TOURGÉVILLE: Sur la côte fleurie en Normandie où le nombre de cas positifs progresse nettement, le pass sanitaire est testé "volontairement" depuis dimanche. "Un coup de marteau", selon certains restaurateurs, qui pâtissent déjà d'une fréquentation en berne.
"Une catastrophe", lâche Bernard Bellemère, 58 ans, gérant de Chez Berny, un restaurant de plage à Benerville-sur-Mer, tout près de Deauville.
"A cette heure-là d'habitude, je suis plein", dit-il en montrant la dizaine de clients éparpillés parmi les 125 chaises et canapés de la terrasse en bois. "J'ai jamais vu une aussi faible fréquentation en 15 ans", soupire le restaurateur, qui dit refuser une cinquantaine de clients par jour dans le cadre de l'expérimentation du pass sanitaire, annoncée samedi par le préfet du Calvados pour faire face à un rebond de l'épidémie.
"Quand on l'annonce à la porte, les gens repartent. Déjà qu'on n'a pas une météo favorable pour un mois de juillet", déplore-t-il.
C'est le cas de Laurent et Stéphanie, deux quadragénaires des Yvelines en congés sur la côte normande, qui se voient refuser l'accès au restaurant par un patron dépité. "On pensait que pour les terrasses, c'était bon, que c'était valable juste dans les établissements fermés", explique Stéphanie, 47 ans.
"On est des touristes, on vient dans le Calvados pour prendre du plaisir et on peut pas en prendre", regrette Laurent, 46 ans, qui n'est pas vacciné.
Un peu plus loin, sur la longue plage de sable fin, Frédéric Larue, 47 ans, employé à La Paillote, à Tourgéville, fait le même constat.
"On a beaucoup de gens qui ne viennent pas parce qu'ils savent qu'ils seront refoulés. Et il y a des gens qui prennent mal qu'on leur demande le pass sanitaire", explique-t-il, signalant même "quelques comportements agressifs à la marge".
Là encore, les 340 transats et chaises de la terrasse sont presque vides, alors que les nuages peinent à se disperser. "Entre la météo et le Covid, c'est la mort, c'est galère, galère", confirme un serveur désœuvré. La veille, le restaurant a fait moins de 100 couverts contre 500 en temps normal.

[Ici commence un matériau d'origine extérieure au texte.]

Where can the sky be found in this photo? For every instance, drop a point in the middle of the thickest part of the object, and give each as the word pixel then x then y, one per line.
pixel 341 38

"Le pass sanitaire, c'est un coup de marteau supplémentaire", regrette M. Larue, qui admet cependant qu'il fallait bien agir "si on veut que l'épidémie diminue".
Le vaccin, «la seule solution»
Sur la côte fleurie, plusieurs établissements ont dû fermer leurs portes ces dernières semaines car leur personnel a été testé positif à la covid-19.
Selon les derniers chiffres fournis par la préfecture, le taux d'incidence de la communauté de communes Cœur Côte fleurie (Deauville, Trouville, etc) s'élevait à 833 cas pour 100 000 habitants lundi, soit quatre fois plus que la moyenne départementale (193). Ce taux a plus que doublé en une semaine.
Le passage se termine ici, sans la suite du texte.